!doctype & foreign languages

Discussion in 'HTML' started by yes=no, Nov 28, 2003.

  1. yes=no

    yes=no Guest

    Hi,


    I'm translating several of my site's pages into french.

    i have so far added this line to the metatags:

    <META HTTP-EQUIV="Content-Language" Content="fr">

    but I'm not sure if any other additions are necessary. my main aim here is
    to make the page accessible to search engines that index for the french
    language.

    I notice that the !DOCTYPE declaration generated by Dreamweaver is this:

    <!DOCTYPE HTML PUBLIC "-//W3C//DTD HTML 4.01 Transitional//EN">

    now, does the "EN" at the end signify the "english" language, and should I
    change this to "FR" for my french pages?

    Also (if there are Canucks listening...) does the Quebecois french demand
    any different kind of tagging or does "fr" indicate a universal french,
    irrespective of different "dialects" of french?

    thanks for any comments..

    Y?N
    yes=no, Nov 28, 2003
    #1
    1. Advertising

  2. yes=no

    Eric Bohlman Guest

    "yes=no" <> wrote in
    news:pfyxb.57019$oN2.322@edtnps84:

    > I notice that the !DOCTYPE declaration generated by Dreamweaver is
    > this:
    >
    > <!DOCTYPE HTML PUBLIC "-//W3C//DTD HTML 4.01 Transitional//EN">
    >
    > now, does the "EN" at the end signify the "english" language, and
    > should I change this to "FR" for my french pages?
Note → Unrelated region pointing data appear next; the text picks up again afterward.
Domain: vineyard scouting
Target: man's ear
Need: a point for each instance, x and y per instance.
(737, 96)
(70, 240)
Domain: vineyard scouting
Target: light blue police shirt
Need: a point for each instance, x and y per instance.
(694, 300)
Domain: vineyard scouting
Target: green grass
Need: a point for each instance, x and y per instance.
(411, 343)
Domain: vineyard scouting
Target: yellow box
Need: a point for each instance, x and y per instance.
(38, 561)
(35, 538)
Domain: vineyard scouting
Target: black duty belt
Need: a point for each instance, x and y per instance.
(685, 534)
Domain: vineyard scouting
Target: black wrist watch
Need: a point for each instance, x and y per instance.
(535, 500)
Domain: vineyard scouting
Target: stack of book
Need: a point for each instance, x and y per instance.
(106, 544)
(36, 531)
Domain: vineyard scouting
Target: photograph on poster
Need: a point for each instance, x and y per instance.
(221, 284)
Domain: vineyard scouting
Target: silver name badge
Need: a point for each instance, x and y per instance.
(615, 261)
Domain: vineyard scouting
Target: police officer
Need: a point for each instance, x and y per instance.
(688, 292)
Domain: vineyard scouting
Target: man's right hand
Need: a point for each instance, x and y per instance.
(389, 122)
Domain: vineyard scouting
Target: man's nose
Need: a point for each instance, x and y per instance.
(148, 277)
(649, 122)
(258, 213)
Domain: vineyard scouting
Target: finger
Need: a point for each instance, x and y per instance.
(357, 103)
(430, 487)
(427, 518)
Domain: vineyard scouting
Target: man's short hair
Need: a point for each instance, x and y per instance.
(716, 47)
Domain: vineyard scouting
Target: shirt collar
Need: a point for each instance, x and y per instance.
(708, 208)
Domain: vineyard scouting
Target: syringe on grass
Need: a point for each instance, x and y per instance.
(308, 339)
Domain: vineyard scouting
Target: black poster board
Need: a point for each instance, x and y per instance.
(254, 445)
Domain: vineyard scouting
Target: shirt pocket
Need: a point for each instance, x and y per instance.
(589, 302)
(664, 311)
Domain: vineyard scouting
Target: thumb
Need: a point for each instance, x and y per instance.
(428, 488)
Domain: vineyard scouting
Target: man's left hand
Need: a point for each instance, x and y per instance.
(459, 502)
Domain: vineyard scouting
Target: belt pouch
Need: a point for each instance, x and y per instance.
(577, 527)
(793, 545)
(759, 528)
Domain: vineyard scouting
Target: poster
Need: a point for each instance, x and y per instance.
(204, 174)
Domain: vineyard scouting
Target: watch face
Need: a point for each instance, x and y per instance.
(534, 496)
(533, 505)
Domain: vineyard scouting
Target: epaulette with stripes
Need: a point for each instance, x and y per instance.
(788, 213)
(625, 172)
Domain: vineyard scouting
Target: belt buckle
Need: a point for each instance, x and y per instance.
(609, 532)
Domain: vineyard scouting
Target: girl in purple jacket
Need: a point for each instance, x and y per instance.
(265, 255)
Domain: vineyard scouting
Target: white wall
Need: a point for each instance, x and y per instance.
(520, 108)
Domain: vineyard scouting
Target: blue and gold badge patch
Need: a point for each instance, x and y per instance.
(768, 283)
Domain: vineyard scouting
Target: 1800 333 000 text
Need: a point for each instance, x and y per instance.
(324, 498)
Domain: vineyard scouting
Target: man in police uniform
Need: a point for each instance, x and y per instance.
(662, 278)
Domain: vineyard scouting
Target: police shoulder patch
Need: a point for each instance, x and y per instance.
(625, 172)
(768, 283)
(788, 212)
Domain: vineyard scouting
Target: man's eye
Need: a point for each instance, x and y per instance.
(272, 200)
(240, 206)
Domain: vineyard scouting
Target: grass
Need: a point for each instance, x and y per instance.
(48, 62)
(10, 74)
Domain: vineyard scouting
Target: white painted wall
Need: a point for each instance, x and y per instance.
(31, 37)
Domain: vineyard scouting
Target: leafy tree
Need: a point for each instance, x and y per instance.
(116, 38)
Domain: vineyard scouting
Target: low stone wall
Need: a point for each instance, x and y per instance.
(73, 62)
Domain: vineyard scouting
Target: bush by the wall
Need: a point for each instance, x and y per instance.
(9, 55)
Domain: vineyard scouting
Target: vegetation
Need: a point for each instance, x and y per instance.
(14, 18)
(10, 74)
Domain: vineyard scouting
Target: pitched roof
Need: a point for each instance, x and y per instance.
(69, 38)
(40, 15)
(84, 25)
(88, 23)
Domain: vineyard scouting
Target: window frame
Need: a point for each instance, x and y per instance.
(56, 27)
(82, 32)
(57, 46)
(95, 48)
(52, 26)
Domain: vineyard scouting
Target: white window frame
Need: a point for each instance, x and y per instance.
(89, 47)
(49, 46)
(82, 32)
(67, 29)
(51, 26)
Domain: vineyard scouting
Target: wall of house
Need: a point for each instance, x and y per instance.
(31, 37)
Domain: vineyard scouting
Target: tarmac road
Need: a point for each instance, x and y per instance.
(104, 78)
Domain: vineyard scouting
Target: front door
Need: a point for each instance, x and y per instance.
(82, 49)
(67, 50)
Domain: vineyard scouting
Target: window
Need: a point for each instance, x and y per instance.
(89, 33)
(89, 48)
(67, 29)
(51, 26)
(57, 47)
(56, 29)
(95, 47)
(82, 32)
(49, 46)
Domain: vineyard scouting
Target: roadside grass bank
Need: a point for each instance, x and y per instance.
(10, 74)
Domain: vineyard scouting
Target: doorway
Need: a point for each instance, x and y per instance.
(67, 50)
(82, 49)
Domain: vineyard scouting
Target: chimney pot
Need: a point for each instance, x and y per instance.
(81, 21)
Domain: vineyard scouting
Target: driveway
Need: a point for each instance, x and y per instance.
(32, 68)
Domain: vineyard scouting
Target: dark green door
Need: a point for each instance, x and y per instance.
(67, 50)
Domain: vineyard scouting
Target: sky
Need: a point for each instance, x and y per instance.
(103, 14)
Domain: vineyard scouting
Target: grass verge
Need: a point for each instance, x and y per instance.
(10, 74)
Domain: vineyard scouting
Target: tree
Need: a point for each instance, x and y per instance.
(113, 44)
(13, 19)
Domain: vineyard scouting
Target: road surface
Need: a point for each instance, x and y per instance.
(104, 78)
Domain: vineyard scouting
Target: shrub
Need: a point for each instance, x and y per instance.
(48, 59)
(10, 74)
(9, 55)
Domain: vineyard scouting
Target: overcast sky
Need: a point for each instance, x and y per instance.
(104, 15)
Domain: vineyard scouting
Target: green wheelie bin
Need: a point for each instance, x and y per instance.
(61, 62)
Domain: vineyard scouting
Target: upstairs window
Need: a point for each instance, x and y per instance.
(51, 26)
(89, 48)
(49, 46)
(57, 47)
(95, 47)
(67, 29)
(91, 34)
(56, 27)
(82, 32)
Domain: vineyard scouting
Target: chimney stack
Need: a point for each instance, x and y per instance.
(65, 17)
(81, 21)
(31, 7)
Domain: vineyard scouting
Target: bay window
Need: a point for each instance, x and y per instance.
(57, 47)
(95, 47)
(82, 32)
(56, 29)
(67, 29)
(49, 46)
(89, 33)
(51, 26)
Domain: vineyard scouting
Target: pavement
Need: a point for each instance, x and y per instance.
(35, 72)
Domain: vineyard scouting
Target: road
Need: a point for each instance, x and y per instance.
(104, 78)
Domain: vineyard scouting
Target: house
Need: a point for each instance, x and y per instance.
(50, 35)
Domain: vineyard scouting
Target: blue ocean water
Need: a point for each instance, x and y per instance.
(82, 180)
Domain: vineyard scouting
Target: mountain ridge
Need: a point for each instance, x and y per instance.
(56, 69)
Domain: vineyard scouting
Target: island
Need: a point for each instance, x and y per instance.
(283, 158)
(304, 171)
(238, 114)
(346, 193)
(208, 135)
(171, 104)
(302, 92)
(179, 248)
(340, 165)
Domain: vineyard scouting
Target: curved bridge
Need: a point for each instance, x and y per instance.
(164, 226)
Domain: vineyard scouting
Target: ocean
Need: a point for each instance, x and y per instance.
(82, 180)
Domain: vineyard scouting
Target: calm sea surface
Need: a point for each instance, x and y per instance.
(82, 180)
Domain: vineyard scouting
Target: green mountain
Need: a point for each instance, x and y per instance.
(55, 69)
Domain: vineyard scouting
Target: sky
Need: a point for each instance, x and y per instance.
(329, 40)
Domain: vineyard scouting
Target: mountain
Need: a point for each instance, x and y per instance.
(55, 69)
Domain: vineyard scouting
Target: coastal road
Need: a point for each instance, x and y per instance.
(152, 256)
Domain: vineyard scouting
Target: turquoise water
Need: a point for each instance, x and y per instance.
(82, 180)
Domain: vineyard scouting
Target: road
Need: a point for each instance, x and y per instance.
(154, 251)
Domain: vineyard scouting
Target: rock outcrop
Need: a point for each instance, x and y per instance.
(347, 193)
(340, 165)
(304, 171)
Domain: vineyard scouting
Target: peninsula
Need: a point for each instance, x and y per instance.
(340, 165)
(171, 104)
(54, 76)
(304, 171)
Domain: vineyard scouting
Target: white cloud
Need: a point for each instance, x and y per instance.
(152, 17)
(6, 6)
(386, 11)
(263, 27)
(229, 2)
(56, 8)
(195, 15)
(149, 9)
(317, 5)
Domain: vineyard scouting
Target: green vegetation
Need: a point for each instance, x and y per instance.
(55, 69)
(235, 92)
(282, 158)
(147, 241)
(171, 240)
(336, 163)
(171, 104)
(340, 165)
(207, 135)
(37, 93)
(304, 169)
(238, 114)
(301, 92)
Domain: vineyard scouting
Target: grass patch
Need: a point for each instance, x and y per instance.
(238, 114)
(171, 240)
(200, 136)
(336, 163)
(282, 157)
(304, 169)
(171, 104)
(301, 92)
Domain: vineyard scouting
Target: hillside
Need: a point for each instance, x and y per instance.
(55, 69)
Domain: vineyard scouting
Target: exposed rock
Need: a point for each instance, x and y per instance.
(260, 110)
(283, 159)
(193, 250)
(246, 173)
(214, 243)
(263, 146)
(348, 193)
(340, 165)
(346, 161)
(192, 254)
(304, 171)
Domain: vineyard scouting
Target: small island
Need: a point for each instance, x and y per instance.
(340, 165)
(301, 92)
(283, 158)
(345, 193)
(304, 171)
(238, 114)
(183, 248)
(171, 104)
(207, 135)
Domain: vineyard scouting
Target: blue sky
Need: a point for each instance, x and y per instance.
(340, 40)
    No. The "EN" indicates that the human-readable comments in the actual DTD
    document are written in English.
    Eric Bohlman, Nov 28, 2003
    #2
    1. Advertising

  3. yes=no

    Marc Nadeau Guest

    yes=no a écrit:

    > Hi,
    >
    >
    > I'm translating several of my site's pages into french.
    >
    > i have so far added this line to the metatags:
    >
    > <META HTTP-EQUIV="Content-Language" Content="fr">
    >
    > but I'm not sure if any other additions are necessary. my main aim here
    > is to make the page accessible to search engines that index for the french
    > language.
    >
    > I notice that the !DOCTYPE declaration generated by Dreamweaver is this:
    >
    > <!DOCTYPE HTML PUBLIC "-//W3C//DTD HTML 4.01 Transitional//EN">
    >
    > now, does the "EN" at the end signify the "english" language, and should I
    > change this to "FR" for my french pages?
    >
    > Also (if there are Canucks listening...) does the Quebecois french demand
    > any different kind of tagging or does "fr" indicate a universal french,
    > irrespective of different "dialects" of french?
    >
    > thanks for any comments..
    >
    > Y?N


    I am a 'québécois' and use fr.

    We do not use a dialect; the rest of the world does. ;-)

    --
    Ta mere elle est tellement grosse que quand elle sort, il y a une eclipse
    Marc Nadeau, Nov 28, 2003
    #3
  4. yes=no

    yes=no Guest


    > I am a 'québécois' and use fr.
    >
    > We do not use a dialect; the rest of the world does. ;-)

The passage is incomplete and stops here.